The upper or north gatehouse is framed of timber, and probably of Tudor date. It stands close north of the west end of the church, with which it was, until recently, connected by certain timber houses, used by the prebendaries. These have been pulled down.

Parts of the church are Norman, and the north aisle seems of the date of the hall of the castle, and, therefore, a part of the work of Robert de Bellomont. There is a small door in the west wall of the aisle, that may very well have opened from the base court of the castle.

In this court, in front of the hall, is a small knoll, in which were recently found two skeletons, headless, the head placed on the breast of each. This was, therefore, the place of execution in front of the hall of trial.

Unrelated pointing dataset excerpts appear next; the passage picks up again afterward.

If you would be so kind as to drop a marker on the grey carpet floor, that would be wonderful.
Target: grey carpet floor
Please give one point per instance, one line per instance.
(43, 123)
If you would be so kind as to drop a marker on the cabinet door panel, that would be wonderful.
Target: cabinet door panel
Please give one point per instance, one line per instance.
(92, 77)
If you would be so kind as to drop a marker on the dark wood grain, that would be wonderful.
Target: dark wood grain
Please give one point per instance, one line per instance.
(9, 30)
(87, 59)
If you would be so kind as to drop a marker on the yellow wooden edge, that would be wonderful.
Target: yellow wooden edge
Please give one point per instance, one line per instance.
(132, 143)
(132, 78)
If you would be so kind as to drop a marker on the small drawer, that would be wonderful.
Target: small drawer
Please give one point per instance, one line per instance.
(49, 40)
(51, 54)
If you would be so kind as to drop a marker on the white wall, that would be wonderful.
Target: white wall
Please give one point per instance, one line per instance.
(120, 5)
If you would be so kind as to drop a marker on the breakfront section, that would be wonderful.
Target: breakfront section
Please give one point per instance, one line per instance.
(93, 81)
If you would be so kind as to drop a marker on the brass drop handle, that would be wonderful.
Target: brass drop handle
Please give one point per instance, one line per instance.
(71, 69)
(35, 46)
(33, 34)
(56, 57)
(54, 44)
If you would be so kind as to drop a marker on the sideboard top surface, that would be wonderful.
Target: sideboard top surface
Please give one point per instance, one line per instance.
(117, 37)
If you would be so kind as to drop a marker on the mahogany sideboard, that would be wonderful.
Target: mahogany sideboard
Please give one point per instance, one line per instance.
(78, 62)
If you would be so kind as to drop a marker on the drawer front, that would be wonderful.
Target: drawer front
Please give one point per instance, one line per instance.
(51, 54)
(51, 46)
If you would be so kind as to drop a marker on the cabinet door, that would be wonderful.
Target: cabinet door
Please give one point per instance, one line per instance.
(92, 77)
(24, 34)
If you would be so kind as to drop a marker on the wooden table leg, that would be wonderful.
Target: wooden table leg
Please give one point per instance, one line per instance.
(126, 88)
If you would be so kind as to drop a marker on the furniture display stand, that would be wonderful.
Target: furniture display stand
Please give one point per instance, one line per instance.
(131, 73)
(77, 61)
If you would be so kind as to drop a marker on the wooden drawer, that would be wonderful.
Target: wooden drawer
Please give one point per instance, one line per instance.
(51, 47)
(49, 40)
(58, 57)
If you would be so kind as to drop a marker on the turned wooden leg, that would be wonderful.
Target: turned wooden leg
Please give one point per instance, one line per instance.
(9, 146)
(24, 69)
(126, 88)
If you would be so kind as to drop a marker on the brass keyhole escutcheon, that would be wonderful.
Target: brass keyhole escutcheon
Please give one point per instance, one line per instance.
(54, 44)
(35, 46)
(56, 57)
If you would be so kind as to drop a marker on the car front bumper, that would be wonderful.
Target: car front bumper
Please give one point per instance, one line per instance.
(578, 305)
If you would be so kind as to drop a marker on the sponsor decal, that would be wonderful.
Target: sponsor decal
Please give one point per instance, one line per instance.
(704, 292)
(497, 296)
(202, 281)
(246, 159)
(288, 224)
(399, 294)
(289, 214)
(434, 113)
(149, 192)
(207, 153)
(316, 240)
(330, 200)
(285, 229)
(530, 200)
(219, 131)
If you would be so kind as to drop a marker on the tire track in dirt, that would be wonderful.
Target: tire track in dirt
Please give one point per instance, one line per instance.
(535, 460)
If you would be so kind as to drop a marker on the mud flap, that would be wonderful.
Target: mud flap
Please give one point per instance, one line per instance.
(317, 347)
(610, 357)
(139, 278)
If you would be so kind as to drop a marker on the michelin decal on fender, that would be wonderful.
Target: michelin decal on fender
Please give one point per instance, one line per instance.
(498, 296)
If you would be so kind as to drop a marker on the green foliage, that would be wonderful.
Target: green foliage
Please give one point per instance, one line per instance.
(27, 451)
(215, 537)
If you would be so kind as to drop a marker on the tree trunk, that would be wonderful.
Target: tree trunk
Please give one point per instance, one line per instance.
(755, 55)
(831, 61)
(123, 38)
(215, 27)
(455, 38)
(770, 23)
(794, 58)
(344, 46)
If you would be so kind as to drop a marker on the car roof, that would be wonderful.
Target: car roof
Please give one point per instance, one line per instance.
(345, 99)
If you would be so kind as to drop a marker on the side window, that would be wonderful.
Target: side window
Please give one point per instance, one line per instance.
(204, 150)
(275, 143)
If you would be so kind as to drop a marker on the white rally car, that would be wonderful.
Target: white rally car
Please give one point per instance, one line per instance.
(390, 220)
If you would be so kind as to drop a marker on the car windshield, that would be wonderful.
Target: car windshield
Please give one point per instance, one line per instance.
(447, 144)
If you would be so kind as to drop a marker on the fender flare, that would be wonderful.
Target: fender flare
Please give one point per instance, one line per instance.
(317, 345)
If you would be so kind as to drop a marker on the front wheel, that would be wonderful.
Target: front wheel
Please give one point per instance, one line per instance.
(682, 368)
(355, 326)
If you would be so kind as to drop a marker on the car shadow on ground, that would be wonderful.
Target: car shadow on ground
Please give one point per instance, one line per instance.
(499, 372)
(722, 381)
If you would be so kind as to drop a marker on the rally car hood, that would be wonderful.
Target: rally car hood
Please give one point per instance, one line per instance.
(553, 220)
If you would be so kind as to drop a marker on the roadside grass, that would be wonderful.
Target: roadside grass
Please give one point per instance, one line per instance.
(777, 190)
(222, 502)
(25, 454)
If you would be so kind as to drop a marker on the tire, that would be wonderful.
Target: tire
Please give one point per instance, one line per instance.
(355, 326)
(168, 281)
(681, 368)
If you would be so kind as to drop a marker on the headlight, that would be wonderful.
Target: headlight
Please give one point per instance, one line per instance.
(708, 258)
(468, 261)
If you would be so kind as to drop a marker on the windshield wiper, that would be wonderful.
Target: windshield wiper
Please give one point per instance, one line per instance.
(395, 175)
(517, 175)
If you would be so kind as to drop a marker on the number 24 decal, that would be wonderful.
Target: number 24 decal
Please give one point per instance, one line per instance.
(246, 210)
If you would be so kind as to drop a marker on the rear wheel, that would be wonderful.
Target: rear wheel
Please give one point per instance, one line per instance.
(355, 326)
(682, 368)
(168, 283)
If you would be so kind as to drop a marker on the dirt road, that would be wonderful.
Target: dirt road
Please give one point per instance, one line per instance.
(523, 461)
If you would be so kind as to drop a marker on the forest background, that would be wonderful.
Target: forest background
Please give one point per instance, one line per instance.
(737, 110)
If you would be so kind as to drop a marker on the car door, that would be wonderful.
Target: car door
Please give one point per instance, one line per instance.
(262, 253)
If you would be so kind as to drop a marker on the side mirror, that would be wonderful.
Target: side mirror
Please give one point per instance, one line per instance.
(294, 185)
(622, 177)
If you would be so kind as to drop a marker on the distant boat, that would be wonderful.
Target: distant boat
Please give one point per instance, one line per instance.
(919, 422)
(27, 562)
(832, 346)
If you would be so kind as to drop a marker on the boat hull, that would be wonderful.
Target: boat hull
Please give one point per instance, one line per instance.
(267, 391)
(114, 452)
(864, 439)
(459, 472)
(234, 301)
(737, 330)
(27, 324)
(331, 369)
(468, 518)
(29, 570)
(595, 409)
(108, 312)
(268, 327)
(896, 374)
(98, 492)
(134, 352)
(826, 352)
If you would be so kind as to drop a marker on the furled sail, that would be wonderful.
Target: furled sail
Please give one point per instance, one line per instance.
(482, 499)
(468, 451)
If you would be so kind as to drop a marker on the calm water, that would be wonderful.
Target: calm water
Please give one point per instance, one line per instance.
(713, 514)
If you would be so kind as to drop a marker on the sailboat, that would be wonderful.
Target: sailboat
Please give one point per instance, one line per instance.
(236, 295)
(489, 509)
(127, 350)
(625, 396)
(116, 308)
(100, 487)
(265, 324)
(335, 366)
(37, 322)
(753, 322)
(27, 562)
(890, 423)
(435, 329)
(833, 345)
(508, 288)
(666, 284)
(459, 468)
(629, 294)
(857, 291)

Should the Courts of the county of Leicester ever be lodged in a more central or more convenient building, it is to be hoped that the castle hall will be divested of its unseemly additions, and restored to its original dimension and pattern, when, probably, some correct information would be discovered as to the vaults and foundations of the buildings of the eleventh century.

Leicester Castle, mutilated as it is, is yet a very fine specimen of a Norman fortress on an earlier site. The latter represented by the mound, the former by the hall and chapel, form together a good example of the Norman practice of placing the castle proper on the level ground, and treating the mound as a part of the external defences.

Too much praise cannot be bestowed upon Mr. William Napier Reeve, the deputy constable of the castle, for his care of the hall intrusted to his charge. The bâton used on all solemn occasions by the Constable or by himself is part of one of the original Norman posts that supported the roof of the nave; and the post, from its great size, must certainly have been an old tree when the castle was built, and therefore have been in growth when the mound, the work of Æthelflæd, was thrown up.